The Judge acknowledged that the completion of the development would give rise to a likely and lasting infringement of Hanston’s right to light, however refused to grant the injunction on the basis that damages were deemed to be an adequate remedy.

Handston argued that damages would not be an adequate remedy as they were protecting a property right and claimed if they were not granted an interim injunction, by the time the matter got to trial, the development would be more advanced and thus it would be unlikely that the Court would order that the development needed to be redesigned or deconstructed.

Abri argued that damages would be an adequate remedy as Handston was the freehold owner of the building and did not occupy the property themselves and therefore their interests were purely monetary dependant on the collection of rent from their tenants.

It was argued that as the tenants of the property hadn’t objected to the planning permission and the issue of the loss of light wasn’t going to deter them from no longer wanting to rent the space.

Therefore, inferring Handston weren’t likely to suffer a loss of any money from rent as the whole of the commercial building was fully occupied and was likely to continue to be so.

Decision

The Judge noted regarding the adequacy of damages in Midtown Ltd -v- City of London Real Property Co Ltd, the investor of the property with the potential right of light infringement, only had financial interest in the property.

It was decided that as the property’s value had diminished and as this was a calculatable loss, damages were sufficient in compensating the investor.

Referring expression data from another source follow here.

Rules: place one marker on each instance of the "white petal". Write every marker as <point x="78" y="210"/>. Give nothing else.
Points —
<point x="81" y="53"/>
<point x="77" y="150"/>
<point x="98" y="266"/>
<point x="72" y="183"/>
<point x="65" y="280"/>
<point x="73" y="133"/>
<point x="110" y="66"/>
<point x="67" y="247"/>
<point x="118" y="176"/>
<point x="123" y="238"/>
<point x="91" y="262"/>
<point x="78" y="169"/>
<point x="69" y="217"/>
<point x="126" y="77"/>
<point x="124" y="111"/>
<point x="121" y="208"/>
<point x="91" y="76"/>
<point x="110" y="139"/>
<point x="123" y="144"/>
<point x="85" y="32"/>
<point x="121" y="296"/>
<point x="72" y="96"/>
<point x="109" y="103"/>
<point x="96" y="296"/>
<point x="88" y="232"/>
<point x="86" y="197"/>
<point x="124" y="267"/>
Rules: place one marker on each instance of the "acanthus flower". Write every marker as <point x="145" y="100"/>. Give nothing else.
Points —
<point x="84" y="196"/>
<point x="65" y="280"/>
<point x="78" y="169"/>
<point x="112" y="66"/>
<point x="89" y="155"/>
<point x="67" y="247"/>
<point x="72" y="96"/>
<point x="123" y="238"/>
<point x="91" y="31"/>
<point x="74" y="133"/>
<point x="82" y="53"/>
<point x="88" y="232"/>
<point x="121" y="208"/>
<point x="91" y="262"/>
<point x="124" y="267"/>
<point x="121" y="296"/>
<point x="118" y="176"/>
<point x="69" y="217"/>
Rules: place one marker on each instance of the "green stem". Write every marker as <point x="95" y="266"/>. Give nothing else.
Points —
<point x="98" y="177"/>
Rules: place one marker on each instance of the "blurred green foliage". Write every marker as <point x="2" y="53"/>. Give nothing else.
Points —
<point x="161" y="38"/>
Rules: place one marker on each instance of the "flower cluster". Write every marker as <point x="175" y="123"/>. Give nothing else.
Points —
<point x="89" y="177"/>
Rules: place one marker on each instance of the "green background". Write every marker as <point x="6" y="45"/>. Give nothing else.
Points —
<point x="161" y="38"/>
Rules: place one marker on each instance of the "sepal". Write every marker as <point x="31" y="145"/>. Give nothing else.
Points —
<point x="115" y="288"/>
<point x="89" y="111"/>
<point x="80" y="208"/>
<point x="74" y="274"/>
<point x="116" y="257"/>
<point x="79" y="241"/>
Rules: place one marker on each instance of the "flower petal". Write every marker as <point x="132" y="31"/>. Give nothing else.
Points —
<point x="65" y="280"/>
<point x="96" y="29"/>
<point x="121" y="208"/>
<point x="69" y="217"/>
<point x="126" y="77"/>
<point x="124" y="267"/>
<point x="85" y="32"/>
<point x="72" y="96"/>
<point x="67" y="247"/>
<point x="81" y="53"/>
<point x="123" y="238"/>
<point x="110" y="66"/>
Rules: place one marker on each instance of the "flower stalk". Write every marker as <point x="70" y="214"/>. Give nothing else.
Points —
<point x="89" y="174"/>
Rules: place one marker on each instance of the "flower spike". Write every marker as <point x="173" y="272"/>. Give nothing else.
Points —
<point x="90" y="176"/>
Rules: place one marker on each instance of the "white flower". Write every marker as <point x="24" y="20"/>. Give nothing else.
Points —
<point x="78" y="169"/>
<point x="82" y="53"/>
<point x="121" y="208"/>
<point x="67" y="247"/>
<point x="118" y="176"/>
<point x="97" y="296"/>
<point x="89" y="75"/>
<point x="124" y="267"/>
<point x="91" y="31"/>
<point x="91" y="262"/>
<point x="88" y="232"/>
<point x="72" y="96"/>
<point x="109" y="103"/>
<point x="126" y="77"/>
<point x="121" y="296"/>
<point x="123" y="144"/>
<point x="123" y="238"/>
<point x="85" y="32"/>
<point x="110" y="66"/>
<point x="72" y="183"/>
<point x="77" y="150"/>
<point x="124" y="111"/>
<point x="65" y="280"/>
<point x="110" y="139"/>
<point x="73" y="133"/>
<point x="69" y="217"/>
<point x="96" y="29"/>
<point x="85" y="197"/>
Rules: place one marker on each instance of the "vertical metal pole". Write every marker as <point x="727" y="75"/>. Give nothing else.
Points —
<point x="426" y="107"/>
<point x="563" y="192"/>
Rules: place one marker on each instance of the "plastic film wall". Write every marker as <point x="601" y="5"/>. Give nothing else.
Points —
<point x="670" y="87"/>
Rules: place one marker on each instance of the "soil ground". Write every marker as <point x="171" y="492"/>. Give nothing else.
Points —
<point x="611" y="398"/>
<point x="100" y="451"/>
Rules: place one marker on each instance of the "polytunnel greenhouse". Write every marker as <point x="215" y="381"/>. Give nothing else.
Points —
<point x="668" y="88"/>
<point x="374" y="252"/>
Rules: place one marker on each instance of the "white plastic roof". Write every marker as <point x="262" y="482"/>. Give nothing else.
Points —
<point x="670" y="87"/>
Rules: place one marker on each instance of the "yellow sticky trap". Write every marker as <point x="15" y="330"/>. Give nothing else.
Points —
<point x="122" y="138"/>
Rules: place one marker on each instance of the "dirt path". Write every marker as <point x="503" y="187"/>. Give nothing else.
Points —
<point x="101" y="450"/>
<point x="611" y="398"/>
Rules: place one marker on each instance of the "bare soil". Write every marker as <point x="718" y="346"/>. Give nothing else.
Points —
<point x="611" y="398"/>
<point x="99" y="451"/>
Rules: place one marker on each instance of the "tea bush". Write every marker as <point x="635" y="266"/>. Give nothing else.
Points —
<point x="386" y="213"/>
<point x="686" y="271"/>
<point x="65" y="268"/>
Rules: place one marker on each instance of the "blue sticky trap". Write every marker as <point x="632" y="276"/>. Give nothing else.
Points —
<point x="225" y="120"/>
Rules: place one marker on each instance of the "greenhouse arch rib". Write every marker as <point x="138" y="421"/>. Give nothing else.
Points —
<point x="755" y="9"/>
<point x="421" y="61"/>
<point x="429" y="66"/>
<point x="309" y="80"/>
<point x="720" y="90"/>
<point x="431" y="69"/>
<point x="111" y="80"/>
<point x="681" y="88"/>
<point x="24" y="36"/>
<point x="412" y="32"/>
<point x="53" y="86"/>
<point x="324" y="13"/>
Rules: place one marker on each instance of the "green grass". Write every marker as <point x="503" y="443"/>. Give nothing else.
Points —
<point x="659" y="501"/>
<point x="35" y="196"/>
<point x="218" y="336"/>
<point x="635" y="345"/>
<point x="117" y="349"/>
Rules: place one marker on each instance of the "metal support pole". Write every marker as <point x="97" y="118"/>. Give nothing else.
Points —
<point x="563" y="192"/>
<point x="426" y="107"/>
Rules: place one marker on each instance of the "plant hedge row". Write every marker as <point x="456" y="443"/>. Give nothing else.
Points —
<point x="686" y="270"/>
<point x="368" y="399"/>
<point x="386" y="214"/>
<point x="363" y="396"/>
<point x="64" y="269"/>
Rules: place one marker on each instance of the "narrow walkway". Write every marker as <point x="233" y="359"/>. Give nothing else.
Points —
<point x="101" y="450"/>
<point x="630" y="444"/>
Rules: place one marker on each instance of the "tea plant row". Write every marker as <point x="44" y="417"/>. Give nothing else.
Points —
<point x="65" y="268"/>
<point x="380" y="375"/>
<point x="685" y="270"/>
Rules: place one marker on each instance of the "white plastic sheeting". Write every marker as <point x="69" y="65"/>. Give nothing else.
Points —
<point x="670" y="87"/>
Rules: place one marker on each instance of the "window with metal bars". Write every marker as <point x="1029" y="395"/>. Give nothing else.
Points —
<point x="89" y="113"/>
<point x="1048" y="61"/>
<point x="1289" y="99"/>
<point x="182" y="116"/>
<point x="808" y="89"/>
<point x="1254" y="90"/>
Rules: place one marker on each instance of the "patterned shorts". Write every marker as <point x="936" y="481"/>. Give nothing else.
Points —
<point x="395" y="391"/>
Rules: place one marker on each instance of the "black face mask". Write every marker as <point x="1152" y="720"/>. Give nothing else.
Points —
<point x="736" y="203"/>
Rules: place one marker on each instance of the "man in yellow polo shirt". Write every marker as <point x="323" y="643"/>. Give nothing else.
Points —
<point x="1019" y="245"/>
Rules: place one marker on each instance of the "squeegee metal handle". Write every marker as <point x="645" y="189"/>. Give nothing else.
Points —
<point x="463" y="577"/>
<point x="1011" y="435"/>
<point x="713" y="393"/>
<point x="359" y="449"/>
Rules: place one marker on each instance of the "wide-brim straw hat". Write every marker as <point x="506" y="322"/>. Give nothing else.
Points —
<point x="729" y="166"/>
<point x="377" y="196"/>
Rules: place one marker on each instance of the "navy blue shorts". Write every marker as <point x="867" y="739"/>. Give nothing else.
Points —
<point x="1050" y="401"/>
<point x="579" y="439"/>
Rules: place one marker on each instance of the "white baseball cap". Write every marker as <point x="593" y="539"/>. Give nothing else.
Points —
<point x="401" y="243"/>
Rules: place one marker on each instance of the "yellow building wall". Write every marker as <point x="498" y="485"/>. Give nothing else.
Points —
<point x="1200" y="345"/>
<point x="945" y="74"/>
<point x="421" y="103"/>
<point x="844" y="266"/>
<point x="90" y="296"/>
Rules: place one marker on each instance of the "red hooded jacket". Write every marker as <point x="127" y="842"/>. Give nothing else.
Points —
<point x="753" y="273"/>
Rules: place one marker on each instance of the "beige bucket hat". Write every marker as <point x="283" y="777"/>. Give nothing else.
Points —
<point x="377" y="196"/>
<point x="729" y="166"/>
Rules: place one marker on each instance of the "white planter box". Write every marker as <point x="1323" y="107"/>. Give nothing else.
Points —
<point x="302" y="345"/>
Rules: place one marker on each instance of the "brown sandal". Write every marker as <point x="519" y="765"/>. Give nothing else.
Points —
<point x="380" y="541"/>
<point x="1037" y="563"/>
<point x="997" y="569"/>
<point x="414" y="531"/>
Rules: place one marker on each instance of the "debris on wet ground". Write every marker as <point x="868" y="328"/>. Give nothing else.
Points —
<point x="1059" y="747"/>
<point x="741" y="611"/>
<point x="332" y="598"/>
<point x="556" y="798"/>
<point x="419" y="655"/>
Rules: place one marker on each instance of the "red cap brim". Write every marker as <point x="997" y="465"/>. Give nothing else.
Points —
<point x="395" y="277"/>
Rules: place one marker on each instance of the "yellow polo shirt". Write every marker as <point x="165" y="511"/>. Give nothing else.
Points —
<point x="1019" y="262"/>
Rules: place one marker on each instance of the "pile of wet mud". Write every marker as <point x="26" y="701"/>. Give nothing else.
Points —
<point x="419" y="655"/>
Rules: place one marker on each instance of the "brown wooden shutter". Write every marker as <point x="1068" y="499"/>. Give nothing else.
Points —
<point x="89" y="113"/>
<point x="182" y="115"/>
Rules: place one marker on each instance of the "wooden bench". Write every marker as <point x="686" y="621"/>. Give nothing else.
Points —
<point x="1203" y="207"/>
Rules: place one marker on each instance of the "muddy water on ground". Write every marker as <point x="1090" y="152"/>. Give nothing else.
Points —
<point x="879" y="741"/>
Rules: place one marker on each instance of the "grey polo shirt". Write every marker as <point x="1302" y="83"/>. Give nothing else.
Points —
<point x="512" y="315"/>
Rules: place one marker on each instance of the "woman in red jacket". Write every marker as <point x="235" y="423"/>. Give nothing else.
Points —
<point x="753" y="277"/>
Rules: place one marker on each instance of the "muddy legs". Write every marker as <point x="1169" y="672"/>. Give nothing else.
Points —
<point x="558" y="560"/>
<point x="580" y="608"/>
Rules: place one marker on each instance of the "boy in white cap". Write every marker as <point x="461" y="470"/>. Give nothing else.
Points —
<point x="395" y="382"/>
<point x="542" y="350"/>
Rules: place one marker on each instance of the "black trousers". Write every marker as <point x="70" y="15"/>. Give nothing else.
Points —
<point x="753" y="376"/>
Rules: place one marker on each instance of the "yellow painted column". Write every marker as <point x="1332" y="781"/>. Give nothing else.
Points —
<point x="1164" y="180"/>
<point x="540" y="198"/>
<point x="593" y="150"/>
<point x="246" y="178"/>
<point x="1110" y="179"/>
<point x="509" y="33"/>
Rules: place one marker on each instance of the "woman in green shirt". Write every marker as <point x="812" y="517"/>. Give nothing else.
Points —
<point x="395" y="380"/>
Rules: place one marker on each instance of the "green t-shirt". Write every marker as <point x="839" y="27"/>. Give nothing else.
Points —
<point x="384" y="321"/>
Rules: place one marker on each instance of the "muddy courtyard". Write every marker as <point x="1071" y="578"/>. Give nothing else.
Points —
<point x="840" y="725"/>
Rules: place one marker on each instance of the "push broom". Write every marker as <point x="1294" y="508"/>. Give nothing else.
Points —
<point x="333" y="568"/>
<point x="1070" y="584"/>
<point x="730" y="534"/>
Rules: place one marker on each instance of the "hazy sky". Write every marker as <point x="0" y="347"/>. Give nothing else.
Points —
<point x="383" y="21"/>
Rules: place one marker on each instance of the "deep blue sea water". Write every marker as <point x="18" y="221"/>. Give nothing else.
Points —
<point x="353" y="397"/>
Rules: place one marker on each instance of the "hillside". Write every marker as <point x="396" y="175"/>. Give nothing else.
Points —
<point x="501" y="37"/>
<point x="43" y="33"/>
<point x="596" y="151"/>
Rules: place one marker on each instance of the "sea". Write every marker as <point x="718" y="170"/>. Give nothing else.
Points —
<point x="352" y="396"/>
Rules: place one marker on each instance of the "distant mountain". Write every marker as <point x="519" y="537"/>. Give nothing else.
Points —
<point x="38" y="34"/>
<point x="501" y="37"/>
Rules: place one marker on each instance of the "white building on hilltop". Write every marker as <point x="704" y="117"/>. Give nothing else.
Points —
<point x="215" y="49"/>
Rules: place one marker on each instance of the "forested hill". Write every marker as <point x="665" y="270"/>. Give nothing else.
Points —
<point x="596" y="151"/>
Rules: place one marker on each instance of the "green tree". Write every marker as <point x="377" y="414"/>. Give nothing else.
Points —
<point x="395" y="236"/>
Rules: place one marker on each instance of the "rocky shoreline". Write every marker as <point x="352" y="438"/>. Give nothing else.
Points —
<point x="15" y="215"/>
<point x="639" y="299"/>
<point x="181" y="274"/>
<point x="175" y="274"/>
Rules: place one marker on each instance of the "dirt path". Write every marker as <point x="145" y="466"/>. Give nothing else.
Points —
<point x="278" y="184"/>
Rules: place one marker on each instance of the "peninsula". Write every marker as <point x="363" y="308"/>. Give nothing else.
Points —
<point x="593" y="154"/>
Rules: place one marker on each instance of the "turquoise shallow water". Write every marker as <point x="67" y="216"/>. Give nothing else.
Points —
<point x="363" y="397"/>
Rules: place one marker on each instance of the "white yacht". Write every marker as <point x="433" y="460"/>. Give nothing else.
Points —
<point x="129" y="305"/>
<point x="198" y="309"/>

The Judge also significantly noted that Handston was the investor owner of the property and their interests in the property were less for arguing the property right, and more for the potential loss of rent they may suffer.

The Judge found that the potential detriment to Abri outweighed the impact the development would have on Handston as a delay to the development would cost approximately £40,000 per week which would affect the need to build much needed-social housing.

It was further argued by Abri that although a cross-undertaking was offered, financial compensation would not fully address the issues faced by delaying homes for families.

After the Judge’s decision to dismiss the application for an interim injunction on the development, Handston reached to a settlement with Abri rather than taking the dispute for trial to ask for a permanent injunction.

Conclusion

 This decision from the High Court is a positive for developers as although using the Waldram Method to calculate loss of light amounted to an infringement on the property right, other factors including timing of the application and the owners’ specific interest in the property proved to be important considerations, outweighing the potential infringement.

The judgment didn’t provide comment on the effectiveness of the methods used in assessing rights of light or answer any questions on the infringement of the property right.